In order to assure continuing quality, we would suggest that six percent of the impairment ratings be blindly reviewed by an experienced or expert physician impairment rater. Again, the two ratings should be compared, and if there is a greater than five percent difference, further investigation should occur by the expert advisory committee to determine whether any measures need to be taken to further educate the physician whose report was reviewed. This quality process would also allow the expert advisory committee to identify other areas in which additional commentary by DOL would help assure that the physician’s impairment ratings were reliable and consistent.
Figure 2. Schematic Quality Rating Determination
We have presented the impairment-rating plan and quality assessment procedures that we believe would be necessary to reliably operate this system. We understand that there are a variety of choices that may be made at different levels in order to have this system practically work for all parties. It certainly is possible to revert to a system in which all workers are sent to an impairment-rating-qualified physician for an impairment rating. This is the more traditional model; however, it is likely that the cost-time commitment in geographical traveling required would be higher than the system we are suggesting. However, if the traditional system is chosen, we believe that the quality assessment process we have presented would still be operable.

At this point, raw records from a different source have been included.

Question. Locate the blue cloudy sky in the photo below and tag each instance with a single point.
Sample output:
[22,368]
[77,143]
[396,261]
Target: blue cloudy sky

Note: The six-percent figure mentioned in the quality oversight process above is somewhat arbitrary; however, we did review numbers in Colorado where all physicians who perform impairment ratings are certified by the state and take a continuing education class in the impairment rating process. We determined that approximately 180 reports out of 3,130 received IME reports per year were returned to physicians for corrections. These corrections are usually not merely numerical but, in fact, reflect issues with the larger process such as using a wrong category, double dipping, or having problems with the range of motion spinal model, which is not used as extensively in the 5th Edition. In the Colorado system all reports are reviewed for quality by an initial screening process and if minor errors are found, these reports are returned and corrected. We do not have the number of reports that fall into this category. The reports that fall into the category we mentioned are those that cannot be corrected easily or those in which there are larger categorical problems that need to be addressed by the medical director. Given this information we were hopeful that a review of six percent of the reports would at least catch a fair number of physicians who were having impairment rating difficulties or categorical problems that need to be corrected through direction of the Department of Labor to impairment rating physicians. In the system we have approved there are likely to be fewer minor errors, as the computer rating system will have corrected mathematical errors or minor combination errors that are similar to the errors identified in Colorado's first screening process, for which we do not have numbers. The Department could also consider the process of responding to any complaints by having the impairment rating blindly re-read by another impairment rater. The Colorado system responds to all complaints with a review by knowledgeable staff.